Revenue: Legislators must use caution on spending
In a few days, West Virginia lawmakers and Gov. Jim Justice will get an idea of how happy the new year will be for them. It will come in the form of the state government revenue report for December.
That will mark the halfway point for the fiscal year, which has been decidedly mixed in terms of income to keep government functioning. At first, it seemed as if Justice and lawmakers had struck it rich. Revenue was far in excess of what had been budgeted for spending.
That spurred Justice to make two grandiose promises, on which legislative leaders agreed: First, state employees, including teachers, would receive another 5 percent pay raise in 2019. Second, the state would increase its contribution to the Public Employees Insurance Agency by $100 million.

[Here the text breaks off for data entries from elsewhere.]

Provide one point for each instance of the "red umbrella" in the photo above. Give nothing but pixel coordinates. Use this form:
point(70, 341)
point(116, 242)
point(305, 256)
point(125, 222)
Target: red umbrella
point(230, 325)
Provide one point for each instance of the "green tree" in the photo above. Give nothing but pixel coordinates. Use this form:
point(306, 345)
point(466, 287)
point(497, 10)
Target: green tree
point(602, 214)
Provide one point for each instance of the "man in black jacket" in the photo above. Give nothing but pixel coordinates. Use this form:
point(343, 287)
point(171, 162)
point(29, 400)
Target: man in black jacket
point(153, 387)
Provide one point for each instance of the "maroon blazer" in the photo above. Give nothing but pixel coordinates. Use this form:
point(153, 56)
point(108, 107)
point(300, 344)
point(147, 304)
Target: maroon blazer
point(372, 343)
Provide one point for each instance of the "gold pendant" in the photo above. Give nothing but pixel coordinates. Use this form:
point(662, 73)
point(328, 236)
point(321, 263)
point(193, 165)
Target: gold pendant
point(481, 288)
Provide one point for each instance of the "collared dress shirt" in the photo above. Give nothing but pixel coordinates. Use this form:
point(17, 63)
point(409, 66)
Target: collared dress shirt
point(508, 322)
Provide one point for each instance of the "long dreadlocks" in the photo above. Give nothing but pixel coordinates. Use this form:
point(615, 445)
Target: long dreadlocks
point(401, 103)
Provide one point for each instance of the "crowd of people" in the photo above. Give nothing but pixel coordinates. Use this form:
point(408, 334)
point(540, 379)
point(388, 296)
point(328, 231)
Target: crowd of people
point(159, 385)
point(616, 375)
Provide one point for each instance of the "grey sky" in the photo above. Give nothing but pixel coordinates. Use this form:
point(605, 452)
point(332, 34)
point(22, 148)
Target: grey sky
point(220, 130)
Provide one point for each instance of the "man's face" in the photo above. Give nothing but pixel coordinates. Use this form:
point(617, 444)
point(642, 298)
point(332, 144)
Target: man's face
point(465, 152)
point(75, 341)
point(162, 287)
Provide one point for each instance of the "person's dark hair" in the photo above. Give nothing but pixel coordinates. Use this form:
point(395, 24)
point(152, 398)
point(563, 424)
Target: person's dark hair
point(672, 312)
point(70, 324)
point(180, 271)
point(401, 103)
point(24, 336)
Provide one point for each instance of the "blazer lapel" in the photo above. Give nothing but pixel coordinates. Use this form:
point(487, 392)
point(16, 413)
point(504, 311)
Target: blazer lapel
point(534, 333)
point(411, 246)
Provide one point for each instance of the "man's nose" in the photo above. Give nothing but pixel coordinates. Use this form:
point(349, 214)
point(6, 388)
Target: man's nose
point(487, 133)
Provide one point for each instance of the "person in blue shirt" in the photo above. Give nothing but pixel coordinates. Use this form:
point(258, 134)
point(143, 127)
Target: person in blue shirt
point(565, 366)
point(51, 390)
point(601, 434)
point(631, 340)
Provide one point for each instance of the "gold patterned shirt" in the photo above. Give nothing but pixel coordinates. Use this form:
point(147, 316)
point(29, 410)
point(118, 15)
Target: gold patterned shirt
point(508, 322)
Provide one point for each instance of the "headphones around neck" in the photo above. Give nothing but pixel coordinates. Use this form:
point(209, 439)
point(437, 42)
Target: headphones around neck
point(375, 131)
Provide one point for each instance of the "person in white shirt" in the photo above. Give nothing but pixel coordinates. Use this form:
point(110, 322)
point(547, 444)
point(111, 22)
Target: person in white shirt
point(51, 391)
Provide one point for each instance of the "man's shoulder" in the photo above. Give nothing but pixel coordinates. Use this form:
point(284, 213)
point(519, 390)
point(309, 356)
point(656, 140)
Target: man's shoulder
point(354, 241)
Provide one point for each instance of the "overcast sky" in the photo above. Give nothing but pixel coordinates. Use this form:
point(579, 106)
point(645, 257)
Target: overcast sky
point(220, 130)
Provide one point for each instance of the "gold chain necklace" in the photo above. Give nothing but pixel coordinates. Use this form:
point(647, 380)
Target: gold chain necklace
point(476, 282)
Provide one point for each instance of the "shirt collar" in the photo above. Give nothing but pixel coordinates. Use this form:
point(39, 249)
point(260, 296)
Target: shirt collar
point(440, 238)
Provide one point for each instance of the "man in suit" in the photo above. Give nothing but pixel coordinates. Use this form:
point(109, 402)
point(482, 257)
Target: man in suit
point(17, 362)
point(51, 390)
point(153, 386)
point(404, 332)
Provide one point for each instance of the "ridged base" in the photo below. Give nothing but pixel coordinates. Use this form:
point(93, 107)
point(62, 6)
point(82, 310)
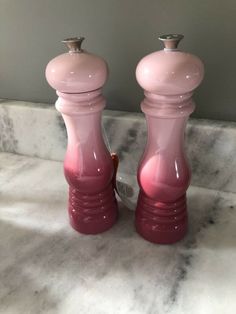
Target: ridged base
point(92, 214)
point(162, 223)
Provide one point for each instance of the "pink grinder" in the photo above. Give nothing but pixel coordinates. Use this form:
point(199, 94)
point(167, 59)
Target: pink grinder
point(168, 78)
point(78, 77)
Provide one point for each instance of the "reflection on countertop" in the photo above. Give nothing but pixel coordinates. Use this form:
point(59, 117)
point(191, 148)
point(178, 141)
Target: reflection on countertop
point(47, 267)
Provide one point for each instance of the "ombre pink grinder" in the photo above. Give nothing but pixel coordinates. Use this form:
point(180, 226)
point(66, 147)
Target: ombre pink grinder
point(78, 77)
point(168, 78)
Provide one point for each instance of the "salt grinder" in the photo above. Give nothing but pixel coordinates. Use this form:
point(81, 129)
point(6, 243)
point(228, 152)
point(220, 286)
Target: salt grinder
point(168, 78)
point(78, 77)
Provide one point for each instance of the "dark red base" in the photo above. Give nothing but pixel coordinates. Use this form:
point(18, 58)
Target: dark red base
point(163, 223)
point(92, 214)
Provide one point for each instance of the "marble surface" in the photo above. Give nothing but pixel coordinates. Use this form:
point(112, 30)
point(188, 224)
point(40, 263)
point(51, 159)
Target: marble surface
point(46, 267)
point(38, 130)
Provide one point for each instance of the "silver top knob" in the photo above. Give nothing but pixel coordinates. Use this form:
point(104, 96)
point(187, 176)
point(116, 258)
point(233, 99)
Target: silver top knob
point(171, 41)
point(74, 44)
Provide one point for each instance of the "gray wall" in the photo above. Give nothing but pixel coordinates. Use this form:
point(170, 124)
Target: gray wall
point(122, 31)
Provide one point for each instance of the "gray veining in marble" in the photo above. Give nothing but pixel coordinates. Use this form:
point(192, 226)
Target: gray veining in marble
point(46, 267)
point(36, 130)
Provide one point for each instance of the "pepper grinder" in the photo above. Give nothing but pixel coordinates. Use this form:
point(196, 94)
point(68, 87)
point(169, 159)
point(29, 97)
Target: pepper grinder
point(78, 77)
point(168, 78)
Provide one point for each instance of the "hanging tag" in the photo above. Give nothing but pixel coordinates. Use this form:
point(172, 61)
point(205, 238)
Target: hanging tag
point(115, 160)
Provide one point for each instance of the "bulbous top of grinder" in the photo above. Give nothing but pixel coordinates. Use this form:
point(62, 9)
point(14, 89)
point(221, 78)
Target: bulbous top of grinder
point(170, 71)
point(76, 71)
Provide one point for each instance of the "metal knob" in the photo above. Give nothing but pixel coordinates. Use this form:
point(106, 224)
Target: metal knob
point(171, 41)
point(74, 44)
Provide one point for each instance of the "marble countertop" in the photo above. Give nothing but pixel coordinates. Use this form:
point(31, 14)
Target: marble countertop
point(46, 267)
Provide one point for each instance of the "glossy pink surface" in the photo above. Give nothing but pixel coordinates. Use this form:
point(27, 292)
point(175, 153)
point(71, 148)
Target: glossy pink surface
point(76, 72)
point(88, 165)
point(168, 78)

Then the revenue stream slackened. By the end of November, collections for the general revenue fund were just $141 million above estimates — less than will be needed to keep the PEIA and pay raise pledges. The state road fund was lagging badly.

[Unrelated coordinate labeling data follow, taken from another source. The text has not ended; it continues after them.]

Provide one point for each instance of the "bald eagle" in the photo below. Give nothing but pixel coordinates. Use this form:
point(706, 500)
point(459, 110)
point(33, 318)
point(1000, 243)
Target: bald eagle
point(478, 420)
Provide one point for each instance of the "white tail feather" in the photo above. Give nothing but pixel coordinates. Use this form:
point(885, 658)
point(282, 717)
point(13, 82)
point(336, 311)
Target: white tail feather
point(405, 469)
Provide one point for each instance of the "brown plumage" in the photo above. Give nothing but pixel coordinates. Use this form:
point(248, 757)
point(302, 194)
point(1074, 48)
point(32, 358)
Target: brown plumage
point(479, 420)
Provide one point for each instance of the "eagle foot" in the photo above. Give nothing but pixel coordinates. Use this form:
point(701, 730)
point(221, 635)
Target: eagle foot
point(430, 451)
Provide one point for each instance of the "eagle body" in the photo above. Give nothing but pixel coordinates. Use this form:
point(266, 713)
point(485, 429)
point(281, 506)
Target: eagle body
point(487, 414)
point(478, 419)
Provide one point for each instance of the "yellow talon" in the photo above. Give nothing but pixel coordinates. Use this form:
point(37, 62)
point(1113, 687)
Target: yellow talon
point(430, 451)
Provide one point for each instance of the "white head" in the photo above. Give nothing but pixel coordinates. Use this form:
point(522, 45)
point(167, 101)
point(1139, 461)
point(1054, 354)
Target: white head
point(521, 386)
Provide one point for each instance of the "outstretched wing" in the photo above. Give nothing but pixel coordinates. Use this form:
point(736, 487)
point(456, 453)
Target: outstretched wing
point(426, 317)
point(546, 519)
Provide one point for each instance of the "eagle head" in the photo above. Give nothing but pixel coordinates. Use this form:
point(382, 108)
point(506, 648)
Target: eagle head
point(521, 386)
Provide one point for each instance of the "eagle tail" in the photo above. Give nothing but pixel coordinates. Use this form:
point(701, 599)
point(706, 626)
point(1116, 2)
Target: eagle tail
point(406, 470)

And analysts were warning the situation may get worse, not better. State Deputy Revenue Secretary Mark Muchow — who has a reputation for well-founded conservatism on fiscal matters — told lawmakers much of the boom earlier this year was because of revenue linked to oil and gas pipeline construction. Many of those projects will be completed next year, and the resulting drop-off in revenue “will be very noticeable,” Muchow cautioned.
On Jan. 9, legislators will begin their annual 60-day regular session. Some already have begun discussing the fiscal 2020 budget.
Obviously, the December, January and February revenue reports will provide crucial guidance to those writing the new budget. For now, however, it is clear any big, new spending initiatives will have to be approached with caution. We don’t want to return to the bad old days of mid-year spending cuts because budgets were based on unrealistic optimism.